Chase Jarvis’ opening keynote statement at Photo Plus Expo this year in New York was tremendous when he stated that “right now is the most exciting time in the history of the world to be a photographer.” Cameras have become as ubiquitous as Starbucks in every other corner and something equally enticing as people sharing their photographs is them having the ability to share the exact location of where they were taken.
As a photographer, sometimes it’s that where? element of a photo that interest me. Aside from people inquiring about which camera was used, the second most common trait viewers want to know about a photograph is where it was taken and by geotagging your photos, you can provide them with a visual map when uploaded to services or software that recognized the extra synced data.
With the Nikon D90, I currently use the Solmeta N2 to geotag all my photographs. When attached, the unit easily embeds the latitude and longitude coordinates straight into the metadata of every photo taken. My brother is not as an avid photographer as I am but in our recent family vacation, he wanted to be able to accomplish the same using his Canon PowerShot SD1100.
There’s isn’t any straightforward geotagging device that I’m aware of that attaches to any point & shoot but the Sony GPS-CS3KA seemed to be a simple and reasonably priced ($99) unit that would get the job done.
Tell Me About The Sony GPS-CS3KA
What’s attracting about this device is that it’s very reminiscent of something that Apple would develop. It’s small, it’s white, it feels great in your hands and it blends well into your daily routines without having to make any drastic changes to justify carrying it with you. What’s unattractive about the device is the confusing combination of numbers and letters Sony used to distinguish this model but that’s another story.

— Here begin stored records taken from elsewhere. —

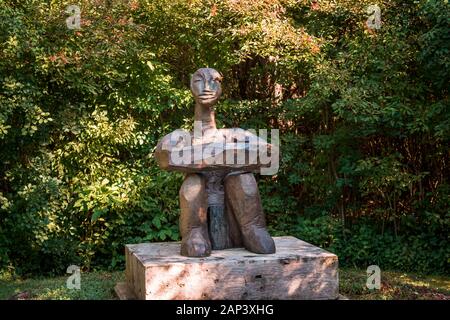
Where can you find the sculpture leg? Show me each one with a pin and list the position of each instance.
(241, 192)
(193, 219)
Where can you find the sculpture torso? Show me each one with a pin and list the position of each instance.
(220, 203)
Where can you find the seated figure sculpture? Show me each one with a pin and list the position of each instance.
(220, 202)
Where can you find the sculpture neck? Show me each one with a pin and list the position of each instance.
(206, 115)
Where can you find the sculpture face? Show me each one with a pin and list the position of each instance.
(205, 86)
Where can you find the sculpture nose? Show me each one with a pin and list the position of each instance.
(207, 87)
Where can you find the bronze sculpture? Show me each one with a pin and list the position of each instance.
(220, 202)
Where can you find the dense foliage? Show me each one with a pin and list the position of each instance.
(364, 119)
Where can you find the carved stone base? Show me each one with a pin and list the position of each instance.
(298, 270)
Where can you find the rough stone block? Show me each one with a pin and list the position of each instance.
(298, 270)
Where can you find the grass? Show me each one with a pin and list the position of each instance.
(94, 286)
(100, 286)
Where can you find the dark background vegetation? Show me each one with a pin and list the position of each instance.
(363, 114)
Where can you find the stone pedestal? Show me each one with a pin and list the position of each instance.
(298, 270)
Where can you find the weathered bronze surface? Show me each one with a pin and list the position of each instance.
(220, 202)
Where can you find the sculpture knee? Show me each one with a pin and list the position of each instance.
(243, 183)
(193, 188)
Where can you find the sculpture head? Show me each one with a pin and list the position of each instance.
(205, 86)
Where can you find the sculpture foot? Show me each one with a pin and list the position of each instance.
(258, 240)
(195, 245)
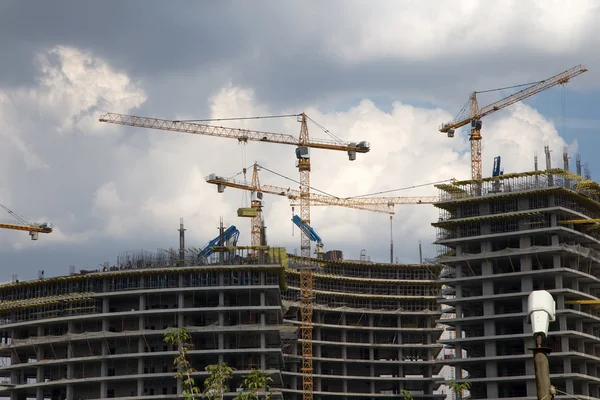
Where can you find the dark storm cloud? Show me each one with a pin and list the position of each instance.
(281, 49)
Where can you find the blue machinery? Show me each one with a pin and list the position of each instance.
(231, 233)
(311, 233)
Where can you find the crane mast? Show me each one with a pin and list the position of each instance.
(303, 144)
(306, 273)
(477, 113)
(256, 203)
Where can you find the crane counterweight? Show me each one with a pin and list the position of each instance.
(476, 113)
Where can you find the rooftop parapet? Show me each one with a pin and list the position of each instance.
(520, 182)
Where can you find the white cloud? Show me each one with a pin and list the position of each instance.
(133, 184)
(433, 30)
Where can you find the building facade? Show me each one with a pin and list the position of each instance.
(374, 331)
(500, 239)
(99, 334)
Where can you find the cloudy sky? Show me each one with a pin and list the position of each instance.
(389, 72)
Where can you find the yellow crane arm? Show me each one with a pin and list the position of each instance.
(242, 135)
(376, 204)
(21, 224)
(558, 79)
(43, 228)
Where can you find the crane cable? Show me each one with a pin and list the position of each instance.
(464, 108)
(358, 196)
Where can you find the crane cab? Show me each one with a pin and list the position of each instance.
(302, 152)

I’m normally not big on reading instruction manuals but there’s a saying that if something is easy to use, even your mom can get the hang of it. Such is the case with this egg-shaped device.

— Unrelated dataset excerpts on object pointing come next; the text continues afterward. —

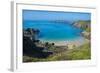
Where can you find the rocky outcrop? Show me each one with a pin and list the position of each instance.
(29, 44)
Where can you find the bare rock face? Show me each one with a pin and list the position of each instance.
(29, 46)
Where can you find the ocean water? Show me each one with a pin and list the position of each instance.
(54, 31)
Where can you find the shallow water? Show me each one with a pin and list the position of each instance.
(54, 31)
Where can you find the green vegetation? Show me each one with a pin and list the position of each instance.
(36, 51)
(80, 53)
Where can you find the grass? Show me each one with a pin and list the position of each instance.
(80, 53)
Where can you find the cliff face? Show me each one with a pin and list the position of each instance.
(82, 24)
(85, 26)
(29, 44)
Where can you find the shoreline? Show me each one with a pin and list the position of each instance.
(76, 42)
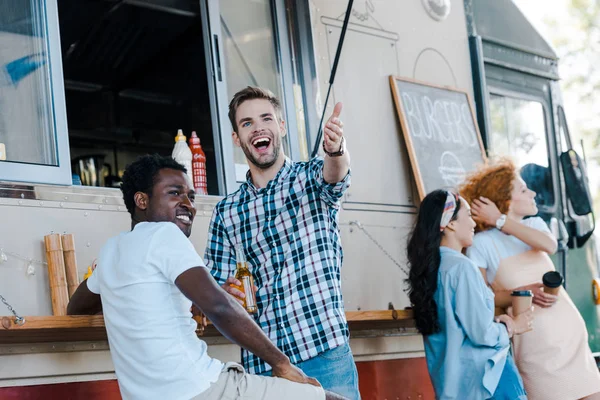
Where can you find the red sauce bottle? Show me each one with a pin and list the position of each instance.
(198, 165)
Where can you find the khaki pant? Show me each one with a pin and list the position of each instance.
(234, 383)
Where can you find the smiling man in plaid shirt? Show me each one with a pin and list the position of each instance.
(286, 218)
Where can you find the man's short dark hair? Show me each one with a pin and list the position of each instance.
(252, 93)
(139, 176)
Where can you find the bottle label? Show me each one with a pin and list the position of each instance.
(249, 291)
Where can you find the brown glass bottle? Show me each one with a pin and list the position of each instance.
(243, 274)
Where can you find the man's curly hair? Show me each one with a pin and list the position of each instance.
(494, 181)
(139, 176)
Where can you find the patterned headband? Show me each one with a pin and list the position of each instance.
(449, 208)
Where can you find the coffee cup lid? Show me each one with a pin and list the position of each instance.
(522, 293)
(552, 279)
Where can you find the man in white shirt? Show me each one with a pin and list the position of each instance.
(146, 281)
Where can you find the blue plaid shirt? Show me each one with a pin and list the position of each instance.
(289, 232)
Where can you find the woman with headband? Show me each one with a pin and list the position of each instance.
(466, 349)
(554, 360)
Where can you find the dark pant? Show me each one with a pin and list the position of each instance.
(510, 386)
(335, 370)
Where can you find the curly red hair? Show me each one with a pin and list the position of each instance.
(493, 181)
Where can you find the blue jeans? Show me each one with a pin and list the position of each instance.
(510, 386)
(335, 370)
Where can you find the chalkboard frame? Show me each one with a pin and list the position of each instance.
(412, 155)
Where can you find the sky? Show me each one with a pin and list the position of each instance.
(538, 12)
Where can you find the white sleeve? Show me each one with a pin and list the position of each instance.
(537, 223)
(172, 252)
(92, 282)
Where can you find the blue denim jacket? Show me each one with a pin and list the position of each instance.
(466, 359)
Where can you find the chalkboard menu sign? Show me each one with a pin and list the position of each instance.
(440, 131)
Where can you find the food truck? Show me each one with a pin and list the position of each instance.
(86, 86)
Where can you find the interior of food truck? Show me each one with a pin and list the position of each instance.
(130, 86)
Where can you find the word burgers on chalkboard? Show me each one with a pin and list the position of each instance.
(440, 131)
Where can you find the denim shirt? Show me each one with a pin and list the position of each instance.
(466, 358)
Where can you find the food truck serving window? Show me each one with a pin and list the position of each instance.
(125, 76)
(33, 142)
(519, 131)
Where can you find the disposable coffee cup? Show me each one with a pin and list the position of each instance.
(552, 281)
(521, 301)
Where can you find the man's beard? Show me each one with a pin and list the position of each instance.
(276, 143)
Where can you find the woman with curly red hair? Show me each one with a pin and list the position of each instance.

This is essentially a clip-on GPS receiver for photographers. Setup and operation is simple. You’re to first synchronize your camera’s clock to the one on the GPS unit and within a few minutes it’ll situate your location and quickly begin tracking your movements by recording where you go on your photography trips.
At the end of your trip, you uncover the back of the unit to slide your memory or SD card into the device and it will instantly add the corresponding coordinates to each photograph without having to wait and complete any of this on your computer. You also still have the option to plug it via USB and get the same results.

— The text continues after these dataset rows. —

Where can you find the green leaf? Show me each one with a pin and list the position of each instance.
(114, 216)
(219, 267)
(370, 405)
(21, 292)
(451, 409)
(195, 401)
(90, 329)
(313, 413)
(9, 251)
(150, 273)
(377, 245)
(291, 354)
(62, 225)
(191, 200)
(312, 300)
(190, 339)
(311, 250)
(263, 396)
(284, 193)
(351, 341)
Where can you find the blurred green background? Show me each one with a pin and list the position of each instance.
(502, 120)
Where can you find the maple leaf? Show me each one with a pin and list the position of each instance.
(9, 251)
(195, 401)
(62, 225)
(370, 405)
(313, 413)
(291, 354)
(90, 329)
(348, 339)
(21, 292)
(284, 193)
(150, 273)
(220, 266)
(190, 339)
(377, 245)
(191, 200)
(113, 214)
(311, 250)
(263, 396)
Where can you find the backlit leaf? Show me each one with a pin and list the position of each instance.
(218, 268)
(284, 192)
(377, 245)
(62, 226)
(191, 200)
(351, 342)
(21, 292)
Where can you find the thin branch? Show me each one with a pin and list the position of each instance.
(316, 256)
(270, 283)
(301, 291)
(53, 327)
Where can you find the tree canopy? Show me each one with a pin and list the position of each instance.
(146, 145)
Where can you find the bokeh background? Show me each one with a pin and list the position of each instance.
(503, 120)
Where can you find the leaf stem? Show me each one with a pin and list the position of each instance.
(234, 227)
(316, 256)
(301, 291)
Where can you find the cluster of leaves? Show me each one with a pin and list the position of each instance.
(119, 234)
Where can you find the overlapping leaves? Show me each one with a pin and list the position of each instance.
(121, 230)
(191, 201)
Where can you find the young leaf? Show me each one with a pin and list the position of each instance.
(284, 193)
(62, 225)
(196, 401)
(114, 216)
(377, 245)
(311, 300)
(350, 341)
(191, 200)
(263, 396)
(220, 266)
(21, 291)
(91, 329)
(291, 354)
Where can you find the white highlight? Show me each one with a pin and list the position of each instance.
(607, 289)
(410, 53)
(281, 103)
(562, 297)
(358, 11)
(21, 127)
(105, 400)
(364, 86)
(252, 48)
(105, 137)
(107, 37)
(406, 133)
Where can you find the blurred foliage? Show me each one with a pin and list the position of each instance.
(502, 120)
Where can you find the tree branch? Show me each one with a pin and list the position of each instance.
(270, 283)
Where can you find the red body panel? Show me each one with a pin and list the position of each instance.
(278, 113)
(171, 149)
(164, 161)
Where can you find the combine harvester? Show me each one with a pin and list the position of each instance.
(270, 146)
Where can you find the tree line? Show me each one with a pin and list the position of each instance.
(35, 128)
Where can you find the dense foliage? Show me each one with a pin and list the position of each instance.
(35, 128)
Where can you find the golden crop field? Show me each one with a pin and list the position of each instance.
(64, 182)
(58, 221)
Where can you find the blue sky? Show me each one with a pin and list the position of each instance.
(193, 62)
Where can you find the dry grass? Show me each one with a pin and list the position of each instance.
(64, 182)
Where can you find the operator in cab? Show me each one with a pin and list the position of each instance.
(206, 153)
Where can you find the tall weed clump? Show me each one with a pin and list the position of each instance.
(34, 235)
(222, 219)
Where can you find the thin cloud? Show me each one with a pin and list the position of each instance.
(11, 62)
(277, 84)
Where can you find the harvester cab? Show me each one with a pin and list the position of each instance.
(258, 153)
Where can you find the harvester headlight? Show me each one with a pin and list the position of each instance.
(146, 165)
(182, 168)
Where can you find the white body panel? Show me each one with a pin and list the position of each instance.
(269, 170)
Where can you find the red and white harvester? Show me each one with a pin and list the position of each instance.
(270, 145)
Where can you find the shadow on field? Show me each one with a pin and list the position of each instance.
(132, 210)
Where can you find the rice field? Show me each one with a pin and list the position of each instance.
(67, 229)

The device runs on one AA battery which from my experience lasted 2 entire days when kept on all day. The unit comes with Sony’s own GPS Tracker software which is only Windows compatible. Not an issue any Mac user should fret about because you’re much better off using iPhoto, Aperture or my personal favorite Lightroom 3 to manage all your photographs. This GPS logger does exactly what it’s suppose to do which is the crucial selling element.
Anything You Didn’t Like About It?
The device performs as advertised so the fact that you can only tag up to 60 photos at a time is passable for me. If you have more than 60 photos on your SD-card, you have to eject the card and slide it inside again to continue the geotagging process. Not a big of a deal.
Having spent an entire week using the device on vacation, I was determined to purchase one of my own to use with the Canon G11 but that thought was completely shattered when I found out that your photographs can’t be geotagged if you’ve shot in RAW format.
It only works with JPGs. Not a big deal for casual photographers who are not familiar at all with the distinction between the 2 formats but it’s a deal-breaker for someone who is acquainted with the lasting value of shooting RAW.Aside from those 2 points, the Sony GPS is a worthy companion for those point-&-shoot owners who wish to instill more geographical meaning to their photographs. When sharing my photos with friends, I personally enjoy using the iPad because they get a kick out of seeing that the photos become like virtual push pins highlighting all the places we visited.